Research activities

Next Generation Hardware

Metasurfaces - Phased antenna arrays - Radiofrequency electronics

Abstract.

Next Generation Hardware

Maxwell’s equations

Four fundamental equations that describe how electric and magnetic fields are generated and how they propagate as electromagnetic waves.

Novel radiant/reflective elements

Newly designed structures or materials that control how electromagnetic waves are emitted or reflected.

Advances in radar and microwave technology are continually expanding what is possible through innovative approaches to electromagnetic system design.

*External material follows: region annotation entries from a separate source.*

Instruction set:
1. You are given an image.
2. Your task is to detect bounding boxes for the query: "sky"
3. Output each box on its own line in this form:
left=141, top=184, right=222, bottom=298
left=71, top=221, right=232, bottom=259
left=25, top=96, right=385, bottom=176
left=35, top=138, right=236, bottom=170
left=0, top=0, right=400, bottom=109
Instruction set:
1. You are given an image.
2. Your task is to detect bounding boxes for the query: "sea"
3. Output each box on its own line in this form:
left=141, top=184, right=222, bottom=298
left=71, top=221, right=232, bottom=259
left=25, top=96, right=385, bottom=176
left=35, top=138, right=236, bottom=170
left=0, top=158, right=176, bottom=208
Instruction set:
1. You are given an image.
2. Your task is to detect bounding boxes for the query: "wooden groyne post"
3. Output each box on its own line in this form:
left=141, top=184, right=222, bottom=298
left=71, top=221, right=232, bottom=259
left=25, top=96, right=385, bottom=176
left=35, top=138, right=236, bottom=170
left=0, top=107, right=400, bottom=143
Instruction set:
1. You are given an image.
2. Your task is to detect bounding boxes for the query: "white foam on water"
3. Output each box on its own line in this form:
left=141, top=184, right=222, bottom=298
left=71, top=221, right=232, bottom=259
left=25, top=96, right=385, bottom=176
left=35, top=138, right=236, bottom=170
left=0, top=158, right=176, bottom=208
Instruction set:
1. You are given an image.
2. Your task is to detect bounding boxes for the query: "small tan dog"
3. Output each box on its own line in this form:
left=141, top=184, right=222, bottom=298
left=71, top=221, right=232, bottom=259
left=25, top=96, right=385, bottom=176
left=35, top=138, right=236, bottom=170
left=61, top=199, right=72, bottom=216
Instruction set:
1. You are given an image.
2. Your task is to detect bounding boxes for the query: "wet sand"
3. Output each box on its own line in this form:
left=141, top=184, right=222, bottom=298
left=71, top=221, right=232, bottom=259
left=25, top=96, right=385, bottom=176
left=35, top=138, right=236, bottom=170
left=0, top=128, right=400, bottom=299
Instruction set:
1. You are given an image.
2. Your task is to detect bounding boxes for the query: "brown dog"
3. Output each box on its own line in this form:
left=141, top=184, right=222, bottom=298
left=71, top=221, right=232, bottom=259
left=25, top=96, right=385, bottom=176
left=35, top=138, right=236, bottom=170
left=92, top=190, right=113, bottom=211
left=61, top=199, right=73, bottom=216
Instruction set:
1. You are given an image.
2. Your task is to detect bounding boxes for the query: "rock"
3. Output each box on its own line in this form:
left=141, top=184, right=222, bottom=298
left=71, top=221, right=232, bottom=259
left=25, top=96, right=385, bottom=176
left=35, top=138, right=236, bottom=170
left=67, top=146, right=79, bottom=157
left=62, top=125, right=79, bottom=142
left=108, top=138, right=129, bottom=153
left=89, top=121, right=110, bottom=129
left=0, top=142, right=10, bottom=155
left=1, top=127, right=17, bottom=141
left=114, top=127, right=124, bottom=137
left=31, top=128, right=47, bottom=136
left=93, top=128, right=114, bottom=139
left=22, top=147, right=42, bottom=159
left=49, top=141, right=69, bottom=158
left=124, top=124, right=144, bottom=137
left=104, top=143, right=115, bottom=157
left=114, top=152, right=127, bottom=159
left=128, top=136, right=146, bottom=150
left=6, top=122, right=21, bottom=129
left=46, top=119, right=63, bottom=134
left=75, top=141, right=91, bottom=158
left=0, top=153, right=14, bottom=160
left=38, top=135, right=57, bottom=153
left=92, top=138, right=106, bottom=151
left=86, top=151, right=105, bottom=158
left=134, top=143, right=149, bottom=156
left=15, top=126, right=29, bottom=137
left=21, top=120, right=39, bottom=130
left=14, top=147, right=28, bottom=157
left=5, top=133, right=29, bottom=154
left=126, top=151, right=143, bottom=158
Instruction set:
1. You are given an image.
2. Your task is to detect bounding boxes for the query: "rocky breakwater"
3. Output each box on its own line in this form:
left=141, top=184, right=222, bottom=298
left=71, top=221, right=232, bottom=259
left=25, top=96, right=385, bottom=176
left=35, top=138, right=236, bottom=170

The progress in technology has been pushing the frontiers of what is feasible thanks to new and ingenuous solutions that had been proposed, particularly in the radar technology domain. Via the taming of the Maxwell’s equations for radiative structures and guided propagation, from optimization or enhancement of radio frequency architecture to novel radiant/reflective elements, SONDRA is always present in this effort of proposing and implementing the next generation of radar and microwave systems.

Chapter 1

Margin notes

Metamaterials

Artificial materials designed to have properties not found in nature, used to control electromagnetic waves.

Reflectarray antenna

A type of antenna that reflects and shapes waves to form a directed beam.

Transmitarray antenna

An antenna that transmits and reshapes electromagnetic waves to form a controlled beam.

Metasurfaces

Metamaterials and metasurfaces enable precise control of electromagnetic waves through engineered subwavelength structures.

The concept of metamaterials emerged as a way to knowingly engineer properties of artificial structures and adapt them to real-life applications. By creating spatial modulation (design at the wavelength scale) in a reflective surface, metasurface, it becomes possible to perform wavefront transformations such as anomalous reflection and transmission. Thus, electrically reconfigurable metasurfaces find their application in antennas and have been used, in particular, to improve performances of reflectarray and transmitarray antennas.

II.

Chapter 2

Margin notes

Polarization

The orientation of the wave’s oscillation (how the wave “vibrates”).

Axial ratio

A measure of how circular or linear the polarization is; used to judge polarization quality.

Phased antenna array

A group of antennas that work together, adjusting signal timing to steer the beam electronically.

Phased antenna arrays

Radar systems use controlled electromagnetic waves and phased antenna arrays to detect and characterize targets while reducing clutter.

The radar systems were first used for the detection and distance estimation of objects. Progress in the understanding of the electromagnetic waves allowed to control their direction an intensity while keeping a high polarization purity (axial ratio) for wide frequency bandwidths. All these characteristics have to be taken into account while designing phased antenna arrays for radar applications for extracting the most of information of the targets (size, shape and electrical properties) while minimizing the influence of the clutter.

III.

Chapter 3

Margin notes

Purity (of signals)

The degree to which a signal is free from distortion or unwanted changes.

Radiofrequency electronics

Radar system performance relies heavily on maintaining signal quality throughout the entire radio-frequency processing chain.

The success of the radar systems depends strongly on the preservation of the purity (phase and linearity) of the emitted and received radio signals, during their amplification, filtering, modulation and demodulation, mixing, up to analog/digital conversion. All these stages besides noise and non-linearity limits need to be considered in the design of the RF front-end architecture, their elements and radiating elements.